Security Related Expenses:

For reasons of security and time management, the Board requires the Chief Executive Officer to use the Company's corporate aircraft (available for the Company's use through a time-share arrangement) for personal as well as business travel. The Committee considers this a Company benefit rather than a perquisite of employment and, therefore, has not included the value of this benefit in the Summary Compensation Table (Table 1). The aggregate incremental cost to the company for the CEO's personal use of the corporate aircraft in accordance with Board policy is: 2004, $162,050; 2003, $183,157; 2002, $96,905.

For reasons of security, Mr. Malfitano and his spouse had use of two company-paid cars and drivers while he served in Rio de Janiero as President of Praxair's Brazilian subsidiary in 2002 and 2003. The Committee considers this a company benefit rather than a perquisite of employment and, therefore, has not included the value of this benefit in the Summary Compensation Table (Table 1). The aggregate incremental cost to the company for the cars and drivers in Brazil is: 2004, none; 2003, $42,870; 2002, $73,718.

Club Memberships:

Three country club memberships are maintained by the Company for the purpose of business entertainment which memberships, by club rules, are in Mr. Reilley's name. By Company policy, reimbursement of club costs are authorized only when membership and use of the club facilities are judged to be important to the conduct of the Company's business. Mr. Reilley has not made personal use of these club memberships.

Financial Planning:

In each of the years reported in the Summary Compensation Table (Table 1), Messrs. Reilley, Angel, Malfitano and Fuchs each elected to receive Company-paid financial planning services. Except for Mr. Angel in 2003, the aggregate incremental cost to the Company for providing this benefit to an individual, in combination with other personal benefits and perquisites for that individual in a year, does not exceed $50,000.

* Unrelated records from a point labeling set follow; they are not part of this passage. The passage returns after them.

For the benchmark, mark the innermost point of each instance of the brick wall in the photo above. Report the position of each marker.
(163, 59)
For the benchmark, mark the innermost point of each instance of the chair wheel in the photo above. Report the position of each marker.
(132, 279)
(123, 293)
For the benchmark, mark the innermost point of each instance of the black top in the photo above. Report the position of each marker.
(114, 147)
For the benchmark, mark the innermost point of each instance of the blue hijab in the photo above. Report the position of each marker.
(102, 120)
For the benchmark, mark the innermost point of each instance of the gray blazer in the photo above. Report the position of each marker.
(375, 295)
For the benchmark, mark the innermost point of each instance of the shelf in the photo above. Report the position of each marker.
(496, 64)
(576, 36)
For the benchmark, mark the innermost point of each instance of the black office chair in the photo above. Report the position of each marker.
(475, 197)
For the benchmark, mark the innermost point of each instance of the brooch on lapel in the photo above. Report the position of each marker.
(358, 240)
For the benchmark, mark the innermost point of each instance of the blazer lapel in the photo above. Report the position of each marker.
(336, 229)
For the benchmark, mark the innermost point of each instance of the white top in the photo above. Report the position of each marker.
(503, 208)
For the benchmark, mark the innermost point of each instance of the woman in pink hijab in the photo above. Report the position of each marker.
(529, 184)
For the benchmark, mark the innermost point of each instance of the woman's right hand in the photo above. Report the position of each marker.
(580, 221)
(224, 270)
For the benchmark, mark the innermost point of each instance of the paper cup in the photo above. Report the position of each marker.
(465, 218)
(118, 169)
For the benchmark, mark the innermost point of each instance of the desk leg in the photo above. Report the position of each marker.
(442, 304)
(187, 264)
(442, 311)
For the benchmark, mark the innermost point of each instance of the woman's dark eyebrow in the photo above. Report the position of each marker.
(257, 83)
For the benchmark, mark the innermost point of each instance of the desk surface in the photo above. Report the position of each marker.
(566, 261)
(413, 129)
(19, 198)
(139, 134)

Expenses Related to Mr. Malfitano's Services in Brazil:

During Mr. Malfitano's service in Brazil in 2002 and 2003, he had personal use of a company-paid club membership, and upon his relocation to the United States in 2003, he received some relocation benefits in excess of the standard relocation program applicable to employees generally. The aggregate incremental cost to the Company for these benefits does not exceed $50,000.

In 2003, Mr. Malfitano relocated from Brazil to the U.S. and was paid a lump sum of $240,000 which equated to a one year amount representative of the difference between Brazilian and U.S. taxes on his expected first year's pay in the U.S. This amount was less than Mr. Malfitano would have received under the Company's expatriate policy available to all salaried employees.

In 2002, as a consequence of his return to Brazil in 2001 from a U.S. assignment, Mr. Malfitano was paid to make up for the Brazilian FGTS (Brazilian equivalent of a funded severance) Company contributions not paid during his 1999-2000 U.S. service. The amount of this payment was $262,022 and was required by Brazilian law.

2003 and 2004 Proxy Information

No related party transactions or special relationships reported for this company. Director relationships marked "Outside Related" at this firm will most often be former executives of the company. Additional information regarding these relationships will be added during our regular updates.